El doctor también bebió el resto de su coñac saboreando el hormigueo en el paladar y la ilusión de bienestar que lo invadía por breves instantes. Le latían las sienes y el dolor se le había concentrado en las cuencas de los ojos. Pensó en las palabras de Séraphine, que había alcanzado a escuchar en el molino, pidiéndole a Tante Rose que la ayudara a irse con su niño nonato al lugar de los Muertos y los Misterios, de vuelta a Guinea. «No puedo, p’tite» Se preguntó qué habría hecho la mujer si él no hubiera estado presente. Tal vez la habría ayudado, aun a riesgo de ser sorprendida y pagarlo caro. Hay maneras discretas de hacerlo, pensó el doctor, muy cansado.
—Discúlpeme por insistir en nuestra conversación de la mañana, monsieur. Su esposa se cree víctima del vudú, dice que los esclavos la han hechizado. Pienso que podemos utilizar esa obsesión en su favor.
—No le entiendo —dijo Valmorain.
—Podríamos convencerla de que Tante Rose puede contrarrestar la magia negra. Nada perdemos con probar.
—Lo pensaré, doctor. Después que Eugenia dé a luz nos ocuparemos de sus nervios —replicó Valmorain con un suspiro.
En ese momento la silueta de Tété pasó por el patio, iluminada por la luz de la luna y de las antorchas, que mantenían encendidas de noche para la vigilancia. La mirada de los hombres la siguió. Valmorain la llamó con un silbido y un instante después ella se presentó en la galería, tan silenciosa y leve como un gato. Vestía una falda desechada por su ama, desteñida y remendada, pero de buena factura, y un ingenioso turbante con varios nudos que agregaba un palmo a su altura. Era una joven esbelta, de pómulos prominentes, ojos alargados de párpados dormidos y pupilas doradas, con gracia natural y movimientos precisos y fluidos. Irradiaba una poderosa energía, que el doctor sintió en la piel. Adivinó que bajo su apariencia austera se ocultaba la contenida energía de un felino en reposo. Valmorain señaló el vaso y ella fue al aparador del comedor, regresó con la botella de coñac y les sirvió a ambos.

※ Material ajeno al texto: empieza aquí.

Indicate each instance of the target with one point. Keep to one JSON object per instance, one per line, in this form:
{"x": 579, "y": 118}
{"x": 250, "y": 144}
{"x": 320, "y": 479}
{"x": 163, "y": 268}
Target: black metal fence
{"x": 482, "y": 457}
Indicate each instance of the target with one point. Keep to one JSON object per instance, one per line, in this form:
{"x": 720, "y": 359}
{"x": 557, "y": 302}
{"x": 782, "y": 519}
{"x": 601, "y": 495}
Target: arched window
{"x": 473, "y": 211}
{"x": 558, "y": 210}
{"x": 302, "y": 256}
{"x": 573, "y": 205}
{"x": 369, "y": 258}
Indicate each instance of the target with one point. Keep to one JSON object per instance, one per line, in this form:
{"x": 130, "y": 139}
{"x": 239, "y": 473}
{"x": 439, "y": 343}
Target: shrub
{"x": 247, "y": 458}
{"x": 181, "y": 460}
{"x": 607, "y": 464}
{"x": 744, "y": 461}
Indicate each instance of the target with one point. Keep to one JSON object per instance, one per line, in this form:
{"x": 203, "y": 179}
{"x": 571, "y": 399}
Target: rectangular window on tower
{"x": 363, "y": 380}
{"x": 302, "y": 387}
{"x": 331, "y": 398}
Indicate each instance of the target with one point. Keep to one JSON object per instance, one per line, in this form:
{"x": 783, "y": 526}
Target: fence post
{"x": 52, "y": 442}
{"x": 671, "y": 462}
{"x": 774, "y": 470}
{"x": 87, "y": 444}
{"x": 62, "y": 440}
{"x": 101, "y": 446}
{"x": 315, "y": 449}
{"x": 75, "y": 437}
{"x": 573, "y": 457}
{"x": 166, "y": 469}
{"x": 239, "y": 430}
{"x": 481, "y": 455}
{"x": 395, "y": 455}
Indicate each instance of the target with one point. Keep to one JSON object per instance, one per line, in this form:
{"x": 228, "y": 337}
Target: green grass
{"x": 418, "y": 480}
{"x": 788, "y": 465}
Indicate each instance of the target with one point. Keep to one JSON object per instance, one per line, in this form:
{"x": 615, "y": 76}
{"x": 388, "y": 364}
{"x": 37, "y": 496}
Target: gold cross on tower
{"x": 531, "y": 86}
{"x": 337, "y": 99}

—¿Cómo está madame? —preguntó Valmorain.
—Tranquila, amo —respondió ella y retrocedió para retirarse.
—Espera, Tété. A ver si nos ayudas a resolver una duda. El doctor Parmentier sostiene que los negros son tan humanos como los blancos y yo digo lo contrario. ¿Qué crees tú? —le preguntó Valmorain, en un tono que al doctor le pareció más paternal que sarcástico. Ella permaneció muda, con los ojos en el suelo y las manos juntas.
—Vamos, Tété, responde sin miedo. Estoy esperando…
—El amo siempre tiene razón —murmuró ella al fin.
—O sea, opinas que los negros no son completamente humanos…
—Un ser que no es humano no tiene opiniones, amo.
El doctor Parmentier no pudo evitar una carcajada espontánea y Toulouse Valmorain, después de un momento de duda, se rió también. Con un gesto de la mano despidió a la esclava, que se esfumó en la sombra.